The logic to make all this work is fairly straight-forward, so now it’s the data-model holding things up. The problem is that I don’t want to pollute my personal article storage with the storage of the news aggregator. The aggregator will be bringing in hundreds of items daily, but I post articles only a couple times a week. The aggregator content is also less valuable to me, meaning, if it got corrupt, nuking that database would only be a mild setback.

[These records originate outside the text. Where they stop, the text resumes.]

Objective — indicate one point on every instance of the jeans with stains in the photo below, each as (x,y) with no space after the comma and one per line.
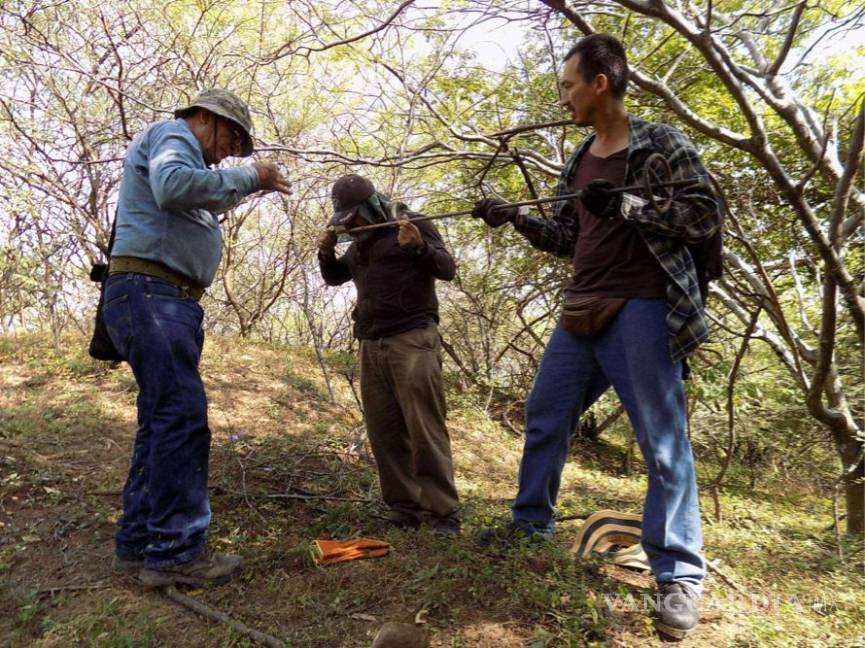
(157,328)
(633,355)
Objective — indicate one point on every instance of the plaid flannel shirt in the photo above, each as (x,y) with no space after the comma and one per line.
(694,216)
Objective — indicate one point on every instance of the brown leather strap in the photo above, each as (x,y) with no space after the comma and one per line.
(154,269)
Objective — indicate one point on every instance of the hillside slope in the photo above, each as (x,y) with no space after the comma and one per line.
(288,466)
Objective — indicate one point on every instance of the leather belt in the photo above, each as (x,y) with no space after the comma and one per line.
(155,269)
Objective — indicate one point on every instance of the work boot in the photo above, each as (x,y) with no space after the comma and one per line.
(127,565)
(677,609)
(403,519)
(445,526)
(208,568)
(509,534)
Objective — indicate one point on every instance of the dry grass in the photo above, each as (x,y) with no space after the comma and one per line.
(66,428)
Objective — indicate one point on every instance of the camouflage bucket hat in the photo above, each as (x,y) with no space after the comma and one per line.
(228,105)
(348,194)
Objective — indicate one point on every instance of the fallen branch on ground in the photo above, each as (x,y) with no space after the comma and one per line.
(72,588)
(215,615)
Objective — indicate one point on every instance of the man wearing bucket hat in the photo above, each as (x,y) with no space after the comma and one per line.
(396,321)
(165,252)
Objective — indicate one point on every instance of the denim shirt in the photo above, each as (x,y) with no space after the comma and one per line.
(169,198)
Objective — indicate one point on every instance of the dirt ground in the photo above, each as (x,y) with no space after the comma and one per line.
(289,466)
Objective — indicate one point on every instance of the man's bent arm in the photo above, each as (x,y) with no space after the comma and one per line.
(178,184)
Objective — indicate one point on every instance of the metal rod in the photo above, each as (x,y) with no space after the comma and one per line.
(523,203)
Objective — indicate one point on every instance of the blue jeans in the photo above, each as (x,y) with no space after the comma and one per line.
(633,355)
(158,330)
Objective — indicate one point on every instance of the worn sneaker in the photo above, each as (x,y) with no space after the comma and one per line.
(446,526)
(509,534)
(677,609)
(127,565)
(209,568)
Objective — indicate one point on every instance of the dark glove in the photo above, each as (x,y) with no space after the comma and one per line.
(600,200)
(494,217)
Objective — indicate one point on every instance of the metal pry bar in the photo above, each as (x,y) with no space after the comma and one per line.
(653,180)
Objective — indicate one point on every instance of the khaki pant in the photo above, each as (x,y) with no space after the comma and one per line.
(404,412)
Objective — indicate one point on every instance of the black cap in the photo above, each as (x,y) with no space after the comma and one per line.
(349,192)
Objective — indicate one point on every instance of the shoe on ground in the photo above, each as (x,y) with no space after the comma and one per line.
(509,534)
(677,610)
(127,565)
(403,519)
(445,526)
(207,569)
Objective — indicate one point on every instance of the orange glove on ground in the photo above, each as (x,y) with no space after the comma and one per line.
(327,552)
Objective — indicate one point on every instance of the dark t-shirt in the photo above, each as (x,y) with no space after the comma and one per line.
(395,287)
(610,257)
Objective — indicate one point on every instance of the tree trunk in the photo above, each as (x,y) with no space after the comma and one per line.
(854,486)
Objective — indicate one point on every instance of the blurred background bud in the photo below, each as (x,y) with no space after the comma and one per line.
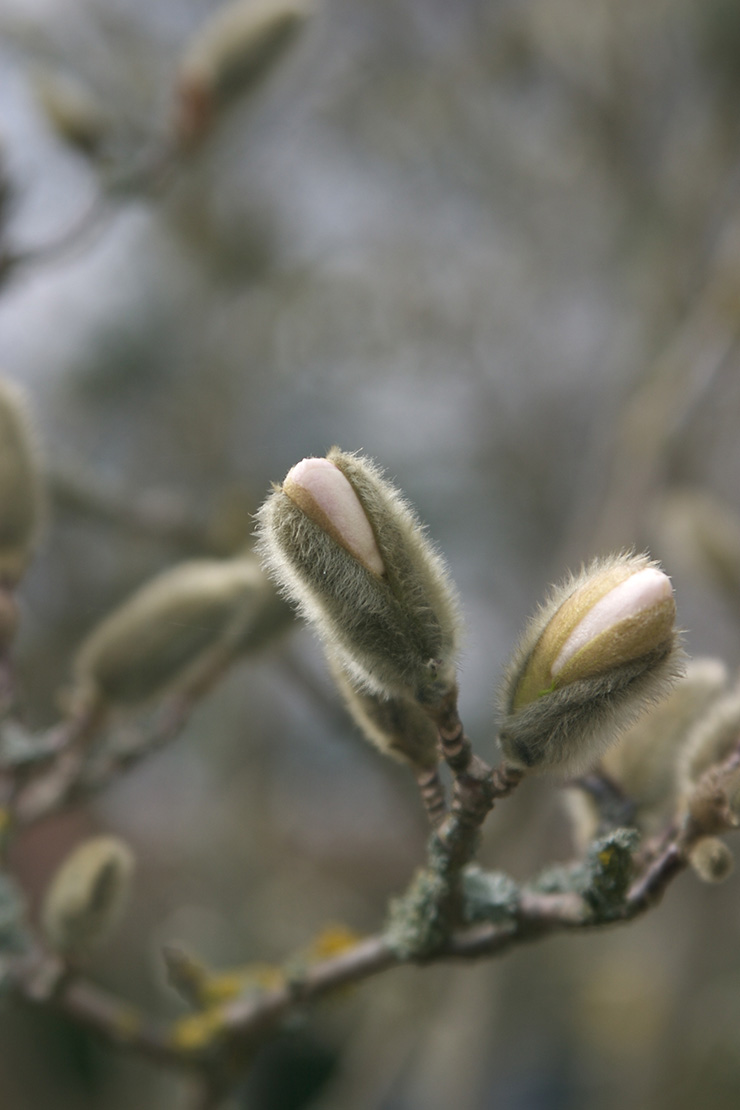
(20,487)
(711,860)
(396,726)
(645,764)
(87,895)
(230,56)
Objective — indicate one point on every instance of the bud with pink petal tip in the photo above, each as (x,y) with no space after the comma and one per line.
(343,544)
(601,648)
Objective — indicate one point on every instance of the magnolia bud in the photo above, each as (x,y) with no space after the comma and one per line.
(71,110)
(87,895)
(230,56)
(711,859)
(343,543)
(156,634)
(645,764)
(600,649)
(396,726)
(715,736)
(20,490)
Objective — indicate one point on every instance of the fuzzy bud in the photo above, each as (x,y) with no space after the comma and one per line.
(342,542)
(230,56)
(153,637)
(71,111)
(20,487)
(711,859)
(395,726)
(87,895)
(601,648)
(715,736)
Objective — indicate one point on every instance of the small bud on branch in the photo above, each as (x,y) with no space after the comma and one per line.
(161,629)
(20,486)
(597,654)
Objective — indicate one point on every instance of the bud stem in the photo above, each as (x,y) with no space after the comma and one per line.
(433,795)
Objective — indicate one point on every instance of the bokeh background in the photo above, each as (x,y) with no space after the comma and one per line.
(496,245)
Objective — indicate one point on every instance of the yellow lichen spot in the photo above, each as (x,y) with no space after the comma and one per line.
(229,985)
(198,1030)
(333,940)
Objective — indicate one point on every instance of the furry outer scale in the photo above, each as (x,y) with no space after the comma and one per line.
(395,635)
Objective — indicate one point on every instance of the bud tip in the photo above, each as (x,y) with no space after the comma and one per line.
(320,488)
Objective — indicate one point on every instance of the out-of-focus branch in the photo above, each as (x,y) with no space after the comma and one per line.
(158,514)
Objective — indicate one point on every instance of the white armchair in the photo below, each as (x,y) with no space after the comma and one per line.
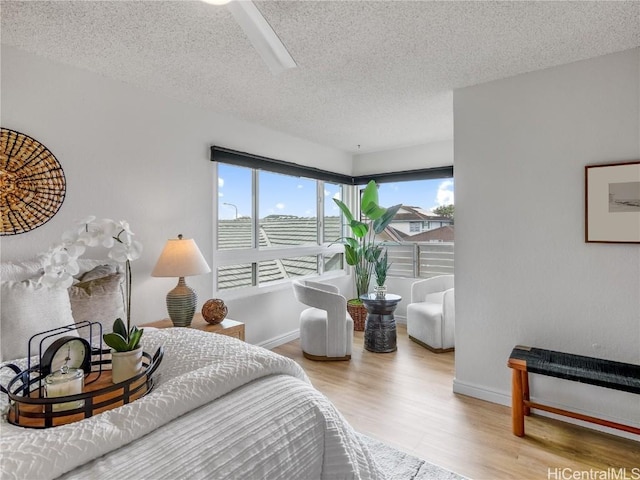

The main CMS class was designed to use a single database, but only add tables as needed. If you never instantiated a news aggregator, it would never run the create statements for that service, thus keeping the data model neat and tidy. What I’m changing to now, is multiple database files: one for the aggregator, one for the blog engine, and one for each wiki instance. That last sentence would definitely sound odd if I was using MySQL, PostgreSQL, or some other traditional database daemon, but I’m not. I’m using SQLite. I’ll save my full review of SQLite for another post, but the thing to note at this point is that SQLite uses database files on the filesystem instead of a single master repository. The immediate benefit is in data portability.